Janus Henderson Group plc filed an amended Schedule 13G reporting beneficial ownership in Lantheus Holdings, Inc. The filing lists an aggregate 6,938,984 shares, representing 10.0% of the class, with no sole voting or dispositive power and 6,938,984 shares held with shared voting and dispositive power.
The filing also identifies an indirect subsidiary, JHIUS, as potentially beneficially owning 6,242,218 shares (9.0%). The report includes issuer and filer addresses, a power of attorney executed Dec 9, 2022, and is signed by Kristin Mariani as Head of North America Compliance on 08/14/2025.
Form 144 filed for Lantheus Holdings, Inc (LNTH) discloses an intended sale of 3,060 common shares through Fidelity Brokerage with an aggregate market value of $163,924.20. The filing lists the approximate sale date as 08/13/2025 and identifies the securities exchange as NASDAQ. The shares to be sold were acquired through company programs: 221 shares via an ESPP purchase on 03/13/2023 (paid in cash) and 2,839 shares from restricted stock vesting on 03/02/2024, 03/03/2024, and 04/17/2024 as compensation.

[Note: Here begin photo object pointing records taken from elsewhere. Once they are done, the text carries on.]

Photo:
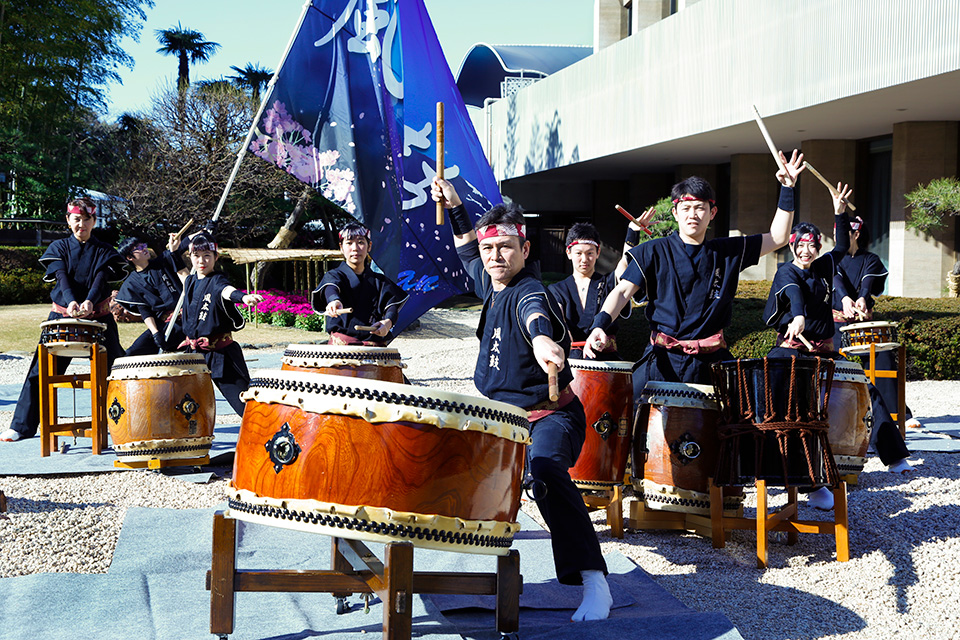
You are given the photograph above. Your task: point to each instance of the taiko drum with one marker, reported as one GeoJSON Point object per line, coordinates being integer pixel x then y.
{"type": "Point", "coordinates": [373, 363]}
{"type": "Point", "coordinates": [379, 461]}
{"type": "Point", "coordinates": [606, 391]}
{"type": "Point", "coordinates": [160, 407]}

The filing also reports a prior sale by Paul Blanchfield of 6,599 common shares on 06/05/2025 for gross proceeds of $525,610.35. Certain filer identification fields appear blank in the provided content. The document includes the standard seller representation that they have no undisclosed material adverse information.
Lantheus Holdings, Inc. reported that its Chief Commercial Officer, Amanda Morgan, has informed the company that she is taking leave from the company for personal reasons, effective August 8, 2025. The filing does not indicate any change to her title or name a replacement in this excerpt, only that she will be on leave. The update is presented as a leadership availability change rather than a broader strategic or financial event.